Responding to criticism that the bill interferes with women’s choice, the bill’s sponsor, Sen. Dan McCay, R-Riverton, said it protects the right to life for the unborn.

“I think it's the government's role to speak up for those who can't speak for themselves. It is one of our primary duties, and the unborn cannot speak,” he said. “And as a result, it is our obligation to protect it. It's regrettable that the government has to protect the unborn from a parent.”

McCay also encouraged women, before his law may take effect, to consider seriously options besides abortion.

“I would encourage any young person who is trying to make that decision to step back … to ask themselves, are there other options? “ He added, “There are always other options. I would ask that until this bill takes effect that they exercise that choice to benefit life.”

If Roe v. Wade is ever overturned, the bill would ban all elective abortions except in the case of rape, incest or when the mother’s life is threatened. A rape would have to be reported to the police for the exception to apply under the bill.

McCay said passing the bill now — instead of waiting for the Supreme Court to act first — helps send a message to the court about what Utah and other states are thinking.

“It is important for the Supreme Court, it is important for the rest of the country to see that there are divided opinions about the way this ought to be dealt with,” McCay told reporters after the vote. “I really am hopeful that in the next few years that they [Supreme Court justices] strike it down.”

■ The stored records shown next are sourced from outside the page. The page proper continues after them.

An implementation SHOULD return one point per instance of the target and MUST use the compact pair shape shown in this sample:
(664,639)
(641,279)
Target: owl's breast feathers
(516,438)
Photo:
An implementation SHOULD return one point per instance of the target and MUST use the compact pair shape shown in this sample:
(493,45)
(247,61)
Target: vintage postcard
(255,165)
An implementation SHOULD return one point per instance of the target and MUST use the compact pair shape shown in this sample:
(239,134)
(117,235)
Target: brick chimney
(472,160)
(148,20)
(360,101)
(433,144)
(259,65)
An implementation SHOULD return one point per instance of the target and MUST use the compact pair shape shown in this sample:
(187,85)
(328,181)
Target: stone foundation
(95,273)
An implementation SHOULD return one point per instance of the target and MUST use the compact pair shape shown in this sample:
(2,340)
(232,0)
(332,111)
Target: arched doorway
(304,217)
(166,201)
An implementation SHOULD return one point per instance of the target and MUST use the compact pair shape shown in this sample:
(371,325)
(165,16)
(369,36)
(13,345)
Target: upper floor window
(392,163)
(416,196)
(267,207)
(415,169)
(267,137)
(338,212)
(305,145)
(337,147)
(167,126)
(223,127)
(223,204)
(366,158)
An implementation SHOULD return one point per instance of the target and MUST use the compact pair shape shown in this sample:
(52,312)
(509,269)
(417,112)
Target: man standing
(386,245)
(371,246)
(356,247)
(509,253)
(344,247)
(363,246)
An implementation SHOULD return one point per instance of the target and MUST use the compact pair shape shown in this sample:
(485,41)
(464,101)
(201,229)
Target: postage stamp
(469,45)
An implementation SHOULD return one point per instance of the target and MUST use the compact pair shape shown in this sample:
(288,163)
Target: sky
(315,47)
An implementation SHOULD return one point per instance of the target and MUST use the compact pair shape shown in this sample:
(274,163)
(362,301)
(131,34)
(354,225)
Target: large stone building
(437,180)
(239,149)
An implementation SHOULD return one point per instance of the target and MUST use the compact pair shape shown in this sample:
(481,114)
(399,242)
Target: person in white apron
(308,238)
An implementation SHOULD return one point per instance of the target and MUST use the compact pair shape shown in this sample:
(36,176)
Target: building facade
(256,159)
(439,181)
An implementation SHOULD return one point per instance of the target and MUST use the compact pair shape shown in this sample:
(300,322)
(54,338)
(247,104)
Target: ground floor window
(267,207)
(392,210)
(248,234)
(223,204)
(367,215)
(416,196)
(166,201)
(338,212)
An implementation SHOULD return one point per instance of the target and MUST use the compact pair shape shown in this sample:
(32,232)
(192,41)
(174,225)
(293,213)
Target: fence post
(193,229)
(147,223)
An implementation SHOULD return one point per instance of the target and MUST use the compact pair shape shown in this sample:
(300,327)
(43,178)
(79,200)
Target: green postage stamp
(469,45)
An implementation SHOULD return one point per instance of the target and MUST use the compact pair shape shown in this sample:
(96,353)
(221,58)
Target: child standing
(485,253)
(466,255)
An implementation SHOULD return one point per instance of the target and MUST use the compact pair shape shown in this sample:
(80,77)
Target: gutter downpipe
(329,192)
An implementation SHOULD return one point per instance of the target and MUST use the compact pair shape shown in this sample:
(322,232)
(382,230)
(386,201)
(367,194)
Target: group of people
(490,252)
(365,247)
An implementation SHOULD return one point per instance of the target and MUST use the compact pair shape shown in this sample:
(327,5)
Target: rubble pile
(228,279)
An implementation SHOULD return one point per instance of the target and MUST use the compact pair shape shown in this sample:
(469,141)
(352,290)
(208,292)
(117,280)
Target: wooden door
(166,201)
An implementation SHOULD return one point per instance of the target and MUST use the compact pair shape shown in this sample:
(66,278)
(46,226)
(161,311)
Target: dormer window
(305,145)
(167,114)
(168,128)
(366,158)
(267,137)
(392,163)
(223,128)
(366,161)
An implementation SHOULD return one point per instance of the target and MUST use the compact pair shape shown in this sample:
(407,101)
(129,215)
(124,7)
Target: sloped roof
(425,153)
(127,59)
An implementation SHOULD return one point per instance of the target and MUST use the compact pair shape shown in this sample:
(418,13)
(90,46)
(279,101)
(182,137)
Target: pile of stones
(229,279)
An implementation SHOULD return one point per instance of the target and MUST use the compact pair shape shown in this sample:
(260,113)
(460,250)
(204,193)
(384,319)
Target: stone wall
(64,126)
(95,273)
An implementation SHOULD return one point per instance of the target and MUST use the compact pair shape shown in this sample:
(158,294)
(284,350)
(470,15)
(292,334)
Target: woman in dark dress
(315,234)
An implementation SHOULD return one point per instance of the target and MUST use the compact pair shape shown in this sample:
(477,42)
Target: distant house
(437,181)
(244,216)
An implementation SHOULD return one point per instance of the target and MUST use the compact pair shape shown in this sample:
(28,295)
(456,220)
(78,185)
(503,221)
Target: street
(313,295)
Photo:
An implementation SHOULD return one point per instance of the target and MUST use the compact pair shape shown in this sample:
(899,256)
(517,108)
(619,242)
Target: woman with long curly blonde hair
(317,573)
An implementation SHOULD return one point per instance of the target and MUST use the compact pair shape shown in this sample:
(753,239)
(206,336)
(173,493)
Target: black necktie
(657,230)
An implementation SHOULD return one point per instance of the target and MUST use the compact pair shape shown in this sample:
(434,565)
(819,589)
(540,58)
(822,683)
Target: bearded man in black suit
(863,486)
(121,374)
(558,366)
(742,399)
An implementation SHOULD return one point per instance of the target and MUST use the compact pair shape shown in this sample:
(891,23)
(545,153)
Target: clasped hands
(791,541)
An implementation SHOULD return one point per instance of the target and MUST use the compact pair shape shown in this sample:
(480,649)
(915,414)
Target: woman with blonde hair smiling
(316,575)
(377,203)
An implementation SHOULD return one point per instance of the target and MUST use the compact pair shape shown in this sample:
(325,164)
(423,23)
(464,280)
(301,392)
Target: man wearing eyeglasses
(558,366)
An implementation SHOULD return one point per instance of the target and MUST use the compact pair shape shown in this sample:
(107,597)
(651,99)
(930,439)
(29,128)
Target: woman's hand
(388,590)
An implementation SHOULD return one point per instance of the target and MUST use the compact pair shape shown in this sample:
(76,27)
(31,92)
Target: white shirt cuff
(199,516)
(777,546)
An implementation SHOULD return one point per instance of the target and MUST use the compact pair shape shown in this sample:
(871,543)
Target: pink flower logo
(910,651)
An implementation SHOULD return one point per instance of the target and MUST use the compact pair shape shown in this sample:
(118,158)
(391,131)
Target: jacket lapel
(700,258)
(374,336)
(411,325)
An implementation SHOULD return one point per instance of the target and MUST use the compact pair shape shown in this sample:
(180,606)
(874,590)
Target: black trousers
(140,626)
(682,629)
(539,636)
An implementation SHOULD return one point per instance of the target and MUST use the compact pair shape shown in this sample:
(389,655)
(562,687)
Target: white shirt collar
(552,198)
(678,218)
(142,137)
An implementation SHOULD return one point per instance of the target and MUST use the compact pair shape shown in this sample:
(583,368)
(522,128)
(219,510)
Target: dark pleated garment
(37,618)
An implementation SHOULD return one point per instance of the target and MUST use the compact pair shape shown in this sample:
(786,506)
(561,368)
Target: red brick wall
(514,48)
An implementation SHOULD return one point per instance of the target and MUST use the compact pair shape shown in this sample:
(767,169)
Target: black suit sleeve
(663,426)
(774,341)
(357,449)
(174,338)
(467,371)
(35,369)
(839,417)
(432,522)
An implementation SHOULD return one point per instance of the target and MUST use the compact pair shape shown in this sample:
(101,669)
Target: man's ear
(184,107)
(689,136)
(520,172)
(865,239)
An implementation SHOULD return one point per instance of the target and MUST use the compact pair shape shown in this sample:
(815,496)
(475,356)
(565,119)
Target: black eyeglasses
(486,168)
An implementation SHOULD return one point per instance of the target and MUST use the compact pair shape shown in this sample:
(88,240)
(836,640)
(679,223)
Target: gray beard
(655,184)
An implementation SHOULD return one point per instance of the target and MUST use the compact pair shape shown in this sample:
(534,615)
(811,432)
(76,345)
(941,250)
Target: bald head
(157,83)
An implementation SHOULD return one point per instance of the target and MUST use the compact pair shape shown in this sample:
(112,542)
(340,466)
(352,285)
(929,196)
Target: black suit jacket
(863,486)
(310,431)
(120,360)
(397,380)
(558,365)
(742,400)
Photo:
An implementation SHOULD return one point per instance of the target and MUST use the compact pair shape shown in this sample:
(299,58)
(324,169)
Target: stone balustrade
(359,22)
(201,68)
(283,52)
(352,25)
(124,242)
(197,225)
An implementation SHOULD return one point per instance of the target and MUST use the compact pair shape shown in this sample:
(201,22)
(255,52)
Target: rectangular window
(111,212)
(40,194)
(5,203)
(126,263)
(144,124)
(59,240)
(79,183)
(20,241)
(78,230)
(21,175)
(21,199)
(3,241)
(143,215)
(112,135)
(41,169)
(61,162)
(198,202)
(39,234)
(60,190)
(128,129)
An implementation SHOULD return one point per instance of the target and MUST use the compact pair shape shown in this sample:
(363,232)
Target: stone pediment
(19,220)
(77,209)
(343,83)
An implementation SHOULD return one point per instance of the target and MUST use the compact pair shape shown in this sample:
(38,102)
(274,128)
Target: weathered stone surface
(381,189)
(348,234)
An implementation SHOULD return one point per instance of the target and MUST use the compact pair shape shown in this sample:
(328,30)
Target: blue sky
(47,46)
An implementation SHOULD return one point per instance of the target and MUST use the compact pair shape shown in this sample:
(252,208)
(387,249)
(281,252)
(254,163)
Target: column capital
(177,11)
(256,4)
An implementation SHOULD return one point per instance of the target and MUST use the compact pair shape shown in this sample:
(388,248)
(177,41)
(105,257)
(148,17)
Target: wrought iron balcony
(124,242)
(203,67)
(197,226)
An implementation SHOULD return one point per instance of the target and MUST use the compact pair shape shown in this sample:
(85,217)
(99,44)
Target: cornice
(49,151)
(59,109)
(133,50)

However, Gov. Gary Herbert said in his monthly press conference last week at PBS Utah that the bill may be premature.

“We could wait until Roe v. Wade is in fact overturned, if in fact it ever is,” Herbert said. “It may be kind of a feel-good message bill.”

The governor said the bill actually does nothing for now.

“If I sign it, nothing happens. If I don’t sign it, nothing happens” he said. “So I’m a little concerned about it.”

In earlier debate on the bill last week, the Senate also considered an unusual amendment by Escamilla that would also ban any male ejaculation that occurs outside of a vagina.

Escamilla said Monday that while it was controversial, “my point was that in some of these conversations, we leave one of the key players outside of accountability” — men.

Sen. Dan Thatcher, R-West Valley City, said he didn’t see that as appropriate during debate.

“A sperm is not a human life — any more than an egg is — and we’re not talking about sperm and we’re not talking about eggs,” Thatcher said. “We’re talking about human life. We are talking about a living being and whatever other problems may exist with this legislation, at the end of the day, how can I say that I believe it is ethical or moral or correct to end a human life.”

Under current law in Utah, before a woman may receive an abortion she must complete a 72-hour waiting period and watch an information module that says the state prefers childbirth to abortion. Lawmakers are also considering legislation this year that would require the burial or cremation of fetal remains and force women to receive an ultrasound before an abortion.